White Paper on the Role of Compliance Underscores Its Critical Investor Protection Function
Posted on Wednesday, March 13, 2013 at 1:06 PM

SIFMA (the Securities Industry and Financial Markets Association) has released its White Paper on the Role of Compliance.  Published internally in 2005, and released to the public recently, the white paper nonetheless contains pertinent and timely guidance for compliance departments at financial services firms.  Let’s examine the key points of SIFMA’s white paper.


                Compliance departments at firms are critical to the investor protection function.  The white paper states the critical importance of having a “well-staffed, experienced and adequately funded” compliance department.  That department also should coordinate with the firm’s legal department as well as the internal audit and risk management departments at the firm in order to order to “maintain an effective overall compliance program.”  According to the white paper, the compliance department should report to the firm’s general counsel, risk management or directly to the executive office.  Notwithstanding, the white paper observes that securities regulators are looking to compliance officials to act “proactively” to detect and prevent wrongdoing, and have “urged” compliance personnel to move beyond their traditional advisory roles.


                So what are the typical compliance functions?  According to SIFMA’s white paper, there are several.  Let’s highlight the more important ones.  First, compliance department personnel “provide regulatory and compliance advice to business and control units on an ongoing basis.”  According to the whitepaper, in essence that means that the compliance department must respond to questions and issues as they arise.  It also means that the compliance department must proactively keep business units of the firm apprised of regulatory developments and firm policy changes.


                Another important function is to assist firm management with the “development of policies, procedures and guidelines designed to facilitate compliance with applicable laws and regulations.”  Compliance also needs to disseminate compliance alerts and notices to firm business units.  Finally, compliance needs to work with business units to design policies and procedures that reflect new business products, services or trends.

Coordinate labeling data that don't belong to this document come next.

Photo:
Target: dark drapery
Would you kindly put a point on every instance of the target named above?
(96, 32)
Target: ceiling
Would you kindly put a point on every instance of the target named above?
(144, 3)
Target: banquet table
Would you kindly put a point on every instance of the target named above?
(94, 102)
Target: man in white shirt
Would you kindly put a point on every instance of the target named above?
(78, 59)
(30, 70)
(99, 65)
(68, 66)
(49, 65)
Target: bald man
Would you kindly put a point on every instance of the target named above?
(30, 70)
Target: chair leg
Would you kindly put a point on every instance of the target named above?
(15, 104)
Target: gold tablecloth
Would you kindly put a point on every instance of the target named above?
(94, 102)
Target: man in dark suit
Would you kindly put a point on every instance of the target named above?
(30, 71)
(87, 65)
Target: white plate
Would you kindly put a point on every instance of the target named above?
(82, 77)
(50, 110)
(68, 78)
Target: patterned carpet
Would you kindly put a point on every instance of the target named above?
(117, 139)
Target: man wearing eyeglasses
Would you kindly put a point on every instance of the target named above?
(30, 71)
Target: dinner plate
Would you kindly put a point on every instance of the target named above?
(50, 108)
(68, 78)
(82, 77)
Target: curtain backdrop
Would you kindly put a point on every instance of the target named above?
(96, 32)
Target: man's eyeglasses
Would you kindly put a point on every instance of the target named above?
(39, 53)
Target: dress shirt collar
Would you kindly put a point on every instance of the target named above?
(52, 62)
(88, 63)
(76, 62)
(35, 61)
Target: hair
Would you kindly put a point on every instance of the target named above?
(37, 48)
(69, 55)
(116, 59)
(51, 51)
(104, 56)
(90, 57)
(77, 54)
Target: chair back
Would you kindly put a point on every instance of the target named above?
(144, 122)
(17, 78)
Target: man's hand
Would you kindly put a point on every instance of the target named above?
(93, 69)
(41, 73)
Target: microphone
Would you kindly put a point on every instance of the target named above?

                Third, monitoring and surveillance is a “critical ongoing” compliance department function.  What this involves, according to SIFMA, is a detailed review of business activities, as well as surveillance of business transactions as well as communications, to identify potential issues relating to, among other things, the handling of customer accounts, proprietary trading, employee/employee-related training and employee communications.  One particular aspect is the goal to help “identify, at their early stages patterns of improper behavior or activities, material or systematic weaknesses and potential product-related problems.”  Notably, compliance personnel (as well as business line management) should “escalate” red flags to senior compliance officers or the chief compliance officer of the firm, and if the response is perceived to be insufficient, then up through the chain of command including to senior management and/or the Board of Directors.

                A fourth function of the compliance department is to conduct business unit compliance reviews.  According to the white paper, those reviews must be proactive, designed to identify potential regulatory, compliance and reputational risks, and designed to minimize such risks.  Furthermore, the reviews should be documented and should be reported to management.  One type of compliance review is the annual branch office examination.  The white paper makes several recommendations in that regard, including that the examination be carried out by personnel independent of the examined branch.  Additionally, a “surprise” branch office examination may be appropriate under certain circumstances, “especially where the firm has some indication of inappropriate behavior or inadequate controls.”  Finally, SIFMA’s white paper states, “Firms must be vigorous about reviewing branch office activity, even if offices have only a few employees or are in remote locations.”


                Another important compliance function is to perform internal inquiries and investigations.  The focus normally is on whether a given activity or transaction has violated firm policies or procedures, laws, rules or regulations, or industry standards.  In conjunction with the legal department, a report normally is made to senior management and, if necessary, to the regulators.  In that regard, the white paper notes that the role of the compliance department is not to remediate wrongful conduct.  Nor does the compliance department have the power to fire or discipline personnel. 


                One more important compliance department function is to promote a “culture of compliance” within the firm.  Compliance must be viewed as a “crucial institutional value”, and business personnel must value the compliance department.  The “Tone from the Top” must allow for putting in place the people and systems necessary to achieve compliance.  The white paper states that, “This includes allocating sufficient resources to build effective compliance systems (including technology), creating incentive structures that reward compliant behavior (and penalizing behavior that sacrifices compliance principles), and giving compliance personnel regular and unfettered access to senior management.”


                As one can see, those compliance objectives and functions are as relevant today as they were in 2005.  Investors should be pleased that SIFMA has promoted and continues to promote a strong and effective compliance department function.